The outtakes of Wayne's unique combination of artistic talent and digital design expertise has been described as follows:

"In representing Australian flora and fauna the effect is one of both verisimilitude and complete artificiality, having properties both of collage and filmic atmospherics. It is an artistic aesthetic no more artificial than watercolour, pen and ink or engraving, yet like the invention of photography, which is the computer’s immediate aesthetic ancestor, it is the overt ‘naturalism’ which makes for ambiguity more disturbing than that of the pen and ink tradition.

The opportunity to layer an image with multiple visual and symbolic referents graphically increases and the ‘artistic play’ often teeters between an appearance of magic realism and a confusing montage."


Extract from exhibition notes: “Away with the Birds” Exhibition, Australia Post Post Master Gallery, Melbourne 2003. Further detail below.

Australia Post Stamp Series: Case Study (Example, Left)



"In July 2004 the final designs in “The Nature of Australia” Series of stamps were released. These were part of the Definitive Stamp Series for Australia Post which began in 1996 and featured flora, fauna and habitats of Australia. The complete series of stamps were designed and digitally imaged by Wayne Rankin.

To many the stamps appear to be a photograph - well, they are partly correct -however each stamp is a mixture of many photographs and digital effects montaged to create the final stamp. Each element must be authentic to nature, the species and the habitat and the size relationship to each other is very important.

By the mid 1990s computer-generated software meant that finished art could be produced with greater speed, slower illustrational processes by-passed and typographic details created and finished by the same designer. The new graphic technology met the demands of current stamp design production and printing deadlines.

The Rankin designs for the the 1996 and 1997 Nature of Australia definitives create a computer-derived visual aesthetic that was essentially unprecedented. In representing Australian flora and fauna the effect is one of both verisimilitude and complete artificiality, having properties both of collage and filmic atmospherics.

It is an artistic aesthetic no more artificial than watercolour, pen and ink or engraving, yet like the invention of photography, which is the computer’s immediate aesthetic ancestor, it is the overt ‘naturalism’ which makes for ambiguity more disturbing than that of the pen and ink tradition. The opportunity to layer an image with multiple visual and symbolic referents graphically increases and the ‘artistic play’ often teeters between an appearance of magic realism and a confusing montage.
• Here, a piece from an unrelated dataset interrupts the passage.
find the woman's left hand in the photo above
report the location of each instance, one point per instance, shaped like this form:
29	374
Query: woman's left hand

Flora and fauna on stamps, as in other kinds of computer-generated art, takes nature more and more into fantasy and the world of pure symbol.

The vocabulary of image and composition that Rankin creates in the Kakadu Wetland image of 1996 in which the Brolga flies through an unearthly dream-like landscape, continues in the 1999 Coastal Nature of Australia.

The tenets of western art - visual relationships between depth and flatness, scale, foreground, background and composition - have now been rewritten and given new expression." (Full quotation from above described Australia Post Exhibition et al.)